Jalisco

Tribuna peligrosa: cuando opinar se castiga

Salvador Cosío Gaona

Decir lo que se piensa, disentir con firmeza o simplemente ofrecer una mirada distinta a la dominante se ha convertido, en México y buena parte del mundo, en un riesgo. La supuesta defensa de los derechos, la corrección política y la justicia institucional han comenzado a parecerse, peligrosamente, a mecanismos modernos de inquisición. Y no exageramos: hoy basta una opinión incómoda o una crítica al poder para que se desate el linchamiento digital o incluso la sanción legal.

Ahí está el caso reciente de Javier “Chicharito” Hernández. El futbolista mexicano —con amplia trayectoria internacional— habló abiertamente sobre problemáticas que enfrentan los hombres en la sociedad actual. Expresó que también existe violencia contra los varones, que el dolor humano no tiene género y que hablar de lo masculino no debe verse como una ofensa. Javier también opinó, desde su punto de vista, respecto del papel de la mujer frente a los hombres. La respuesta fue feroz: insultos, cancelación y etiquetas que lo acusaban de insensibilidad y machismo.

¿Su pecado? Pensar diferente.

Lo que siguió fue un juicio sumario en redes sociales, sin derecho a réplica, donde se perdió toda posibilidad de matiz o debate. Fue condenado no por lo que dijo, sino por apartarse del discurso hegemónico. Se convirtió en hereje del siglo XXI.

Pero más grave aún es cuando la persecución deja las redes y toma forma en las instituciones. El caso conocido como “Dato Protegido” lo evidencia. Una ciudadana, usuaria de la red social X (antes Twitter), cuestionó públicamente el modo en que una diputada sonorense habría obtenido su candidatura. La diputada —esposa del presidente de la Cámara de Diputados— presentó una denuncia, alegando que su honor fue vulnerado.
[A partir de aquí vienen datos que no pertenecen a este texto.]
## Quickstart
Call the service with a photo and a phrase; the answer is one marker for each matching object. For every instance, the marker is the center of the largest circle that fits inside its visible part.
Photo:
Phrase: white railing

El Tribunal Electoral del Poder Judicial de la Federación no solo le dio la razón, sino que impuso una sanción a la ciudadana que parece sacada de una farsa autoritaria: ofrecer disculpas públicas durante 30 días consecutivos, con un guion previamente redactado y cargado de lenguaje burocrático y victimista. Ni la crítica fue calumniosa, ni hubo odio; simplemente se trató de una opinión.

Incluso la presidenta Claudia Sheinbaum calificó la sentencia como un “exceso”, recordando que el poder debe ejercerse con humildad, no con soberbia. Pero el daño ya estaba hecho. La mordaza se impuso desde el estrado judicial. No con censura explícita, sino con la penalización de la opinión.

El mensaje es claro: si criticas al poder, lo pagarás.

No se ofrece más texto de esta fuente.